Radak suggests that Noach's intention was to curse Cham and his descendants, but saw trough nevua that the curse would be fulfilled through the descendants of K'naan.

Ralbag believes that K'naan was the one who originally disrobed Noach while he was passed out.

Ibn Kaspi and Shadal suggest that Noach wanted to limit Cham's curse to only a portion of his descendants, and chose K'naan since he was Cham's most beloved child.

Abarbanel writes that K'naan was inseparable from his father; went wherever Cham went and did whatever he did, which is why in the act, he is referred to as "חם אבי כנען" in 9:22. Abarbanel reads the verse as: "Cham, the father of K'naan, saw the nakedness of his father, and he [K'naan] told his two brothers outside." (Although K'naan actually had three brothers, seems he only two were available.) Therefore, although Cham had saw Noach and neglected to act respectfully as Shem and Yefet did, he did not do anything actively wrong like K'naan did.

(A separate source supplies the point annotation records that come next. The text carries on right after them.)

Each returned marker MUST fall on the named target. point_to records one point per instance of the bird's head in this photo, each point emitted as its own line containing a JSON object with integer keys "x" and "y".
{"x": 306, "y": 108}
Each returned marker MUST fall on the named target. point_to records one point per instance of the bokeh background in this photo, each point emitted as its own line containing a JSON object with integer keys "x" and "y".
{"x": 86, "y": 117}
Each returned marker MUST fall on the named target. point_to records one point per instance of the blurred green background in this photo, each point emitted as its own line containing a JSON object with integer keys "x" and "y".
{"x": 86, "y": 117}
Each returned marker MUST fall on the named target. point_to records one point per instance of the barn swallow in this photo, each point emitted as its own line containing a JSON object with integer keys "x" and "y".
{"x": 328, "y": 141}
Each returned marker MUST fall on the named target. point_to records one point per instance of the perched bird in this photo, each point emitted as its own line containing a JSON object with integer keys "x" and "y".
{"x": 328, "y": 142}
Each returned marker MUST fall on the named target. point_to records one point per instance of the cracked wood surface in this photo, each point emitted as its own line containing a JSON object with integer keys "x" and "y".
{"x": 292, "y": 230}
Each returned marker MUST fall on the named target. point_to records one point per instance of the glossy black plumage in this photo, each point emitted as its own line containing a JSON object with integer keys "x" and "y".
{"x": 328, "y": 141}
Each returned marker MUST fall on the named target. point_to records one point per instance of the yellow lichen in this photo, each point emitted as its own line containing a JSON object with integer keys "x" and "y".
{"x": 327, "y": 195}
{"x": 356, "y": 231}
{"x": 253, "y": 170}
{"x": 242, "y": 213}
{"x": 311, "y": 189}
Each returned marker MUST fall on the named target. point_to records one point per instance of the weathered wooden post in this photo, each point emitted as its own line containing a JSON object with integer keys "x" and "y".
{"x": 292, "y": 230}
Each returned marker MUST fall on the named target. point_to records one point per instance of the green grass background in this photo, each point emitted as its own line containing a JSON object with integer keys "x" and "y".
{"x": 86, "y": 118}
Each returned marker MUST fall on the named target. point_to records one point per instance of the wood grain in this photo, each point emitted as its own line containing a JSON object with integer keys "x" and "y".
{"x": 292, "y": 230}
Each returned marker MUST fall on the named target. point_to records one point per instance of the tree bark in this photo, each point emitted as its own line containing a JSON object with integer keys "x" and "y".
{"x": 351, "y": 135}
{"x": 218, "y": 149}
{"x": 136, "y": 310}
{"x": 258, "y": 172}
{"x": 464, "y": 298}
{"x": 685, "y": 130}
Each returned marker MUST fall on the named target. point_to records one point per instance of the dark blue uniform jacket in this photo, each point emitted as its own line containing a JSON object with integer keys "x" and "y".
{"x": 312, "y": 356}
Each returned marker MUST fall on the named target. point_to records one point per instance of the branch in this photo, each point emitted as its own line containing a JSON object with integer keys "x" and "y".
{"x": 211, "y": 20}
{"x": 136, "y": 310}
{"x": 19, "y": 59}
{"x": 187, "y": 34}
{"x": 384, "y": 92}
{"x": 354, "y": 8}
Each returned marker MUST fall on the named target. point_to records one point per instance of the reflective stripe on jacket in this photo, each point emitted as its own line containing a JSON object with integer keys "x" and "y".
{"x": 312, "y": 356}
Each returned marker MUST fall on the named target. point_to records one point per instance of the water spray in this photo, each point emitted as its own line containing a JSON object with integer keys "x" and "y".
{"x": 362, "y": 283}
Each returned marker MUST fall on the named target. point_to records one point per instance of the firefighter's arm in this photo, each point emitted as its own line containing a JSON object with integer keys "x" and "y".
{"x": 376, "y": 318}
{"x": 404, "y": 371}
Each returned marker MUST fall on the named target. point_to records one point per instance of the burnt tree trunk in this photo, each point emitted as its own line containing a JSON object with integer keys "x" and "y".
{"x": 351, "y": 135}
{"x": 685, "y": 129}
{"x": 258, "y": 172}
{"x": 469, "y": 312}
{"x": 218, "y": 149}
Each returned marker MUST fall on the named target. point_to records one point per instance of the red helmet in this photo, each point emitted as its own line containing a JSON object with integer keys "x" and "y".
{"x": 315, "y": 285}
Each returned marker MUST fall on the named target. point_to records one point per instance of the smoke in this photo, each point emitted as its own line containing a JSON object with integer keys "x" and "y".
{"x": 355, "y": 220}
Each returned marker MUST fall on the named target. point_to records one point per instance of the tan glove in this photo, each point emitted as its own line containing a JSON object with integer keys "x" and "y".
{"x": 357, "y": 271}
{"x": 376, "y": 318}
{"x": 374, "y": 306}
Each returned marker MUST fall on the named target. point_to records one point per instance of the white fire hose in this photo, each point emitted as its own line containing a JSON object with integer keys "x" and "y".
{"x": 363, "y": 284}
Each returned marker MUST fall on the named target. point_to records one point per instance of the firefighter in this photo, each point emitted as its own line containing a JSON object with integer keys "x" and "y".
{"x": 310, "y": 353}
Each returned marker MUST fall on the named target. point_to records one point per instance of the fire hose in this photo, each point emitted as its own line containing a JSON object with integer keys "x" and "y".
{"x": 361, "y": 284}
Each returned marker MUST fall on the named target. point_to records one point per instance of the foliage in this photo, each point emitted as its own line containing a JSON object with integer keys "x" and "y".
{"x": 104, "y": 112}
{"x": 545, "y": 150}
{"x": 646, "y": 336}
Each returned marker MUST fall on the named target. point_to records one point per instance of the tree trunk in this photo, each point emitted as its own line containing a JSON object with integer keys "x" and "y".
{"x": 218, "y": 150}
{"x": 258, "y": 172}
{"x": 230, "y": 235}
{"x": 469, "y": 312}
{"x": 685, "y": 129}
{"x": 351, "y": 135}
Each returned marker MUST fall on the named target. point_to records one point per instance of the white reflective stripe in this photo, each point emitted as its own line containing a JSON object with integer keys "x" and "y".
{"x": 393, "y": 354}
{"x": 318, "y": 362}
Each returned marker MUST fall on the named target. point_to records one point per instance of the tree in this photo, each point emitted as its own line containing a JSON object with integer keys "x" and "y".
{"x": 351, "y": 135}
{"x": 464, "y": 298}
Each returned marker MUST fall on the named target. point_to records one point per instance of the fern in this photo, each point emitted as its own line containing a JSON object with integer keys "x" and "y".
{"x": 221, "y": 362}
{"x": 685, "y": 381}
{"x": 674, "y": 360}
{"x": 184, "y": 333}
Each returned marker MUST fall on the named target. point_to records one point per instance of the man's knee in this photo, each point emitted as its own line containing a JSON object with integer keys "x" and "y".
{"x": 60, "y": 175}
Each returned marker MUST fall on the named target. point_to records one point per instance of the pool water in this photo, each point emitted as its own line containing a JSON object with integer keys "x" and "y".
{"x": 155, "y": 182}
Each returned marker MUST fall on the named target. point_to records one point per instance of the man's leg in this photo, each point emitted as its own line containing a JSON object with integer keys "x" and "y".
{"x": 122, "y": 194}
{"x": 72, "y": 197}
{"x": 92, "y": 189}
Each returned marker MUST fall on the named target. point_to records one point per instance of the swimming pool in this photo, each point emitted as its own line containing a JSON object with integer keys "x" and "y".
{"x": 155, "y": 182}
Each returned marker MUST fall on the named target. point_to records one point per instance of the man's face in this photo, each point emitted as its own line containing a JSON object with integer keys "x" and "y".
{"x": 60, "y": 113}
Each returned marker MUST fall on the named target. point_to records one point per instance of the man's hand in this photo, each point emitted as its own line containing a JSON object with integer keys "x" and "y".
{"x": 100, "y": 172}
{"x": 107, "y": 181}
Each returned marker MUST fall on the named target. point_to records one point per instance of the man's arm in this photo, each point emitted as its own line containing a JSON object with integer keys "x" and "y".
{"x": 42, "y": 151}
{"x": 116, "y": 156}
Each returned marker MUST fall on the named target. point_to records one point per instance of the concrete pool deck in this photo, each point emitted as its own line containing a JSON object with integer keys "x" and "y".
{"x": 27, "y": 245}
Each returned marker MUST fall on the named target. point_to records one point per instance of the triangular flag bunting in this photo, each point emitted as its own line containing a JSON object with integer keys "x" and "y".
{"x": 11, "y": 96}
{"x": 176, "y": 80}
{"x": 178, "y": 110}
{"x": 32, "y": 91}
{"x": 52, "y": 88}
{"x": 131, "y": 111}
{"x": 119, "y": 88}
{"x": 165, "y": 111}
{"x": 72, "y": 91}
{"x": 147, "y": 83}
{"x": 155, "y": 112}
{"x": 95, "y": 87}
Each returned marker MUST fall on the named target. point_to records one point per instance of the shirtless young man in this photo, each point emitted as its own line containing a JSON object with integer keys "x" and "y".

  • But the p'shat reading is that the only things that happened were Cham saw Noah and rather than cover him up, he told his two brothers about it. And Noah saw what his son did, not what his grandson did.
    – A L
    Apr 18, 2013 at 18:37
  • @AL, And why do you suppose Noah cursed Canaan?
    – jake
    Apr 18, 2013 at 20:37
  • @jake: It seems to me that Radak's answer is the most logical.
    – A L
    Apr 19, 2013 at 0:23

Daas Z'kenim mibaale hatosafos (ad loc.) cites a midrash that says that K'naan overheard the announcement in verse 22, and went and sodomized Noach. (Cham himself, according to this midrash, did nothing wrong except speak of his father disparagingly and in public.) Verse 24 refers, then, to a grandson as "son" (not uncommon, and makes more sense here than referring to Cham, who was not the youngest).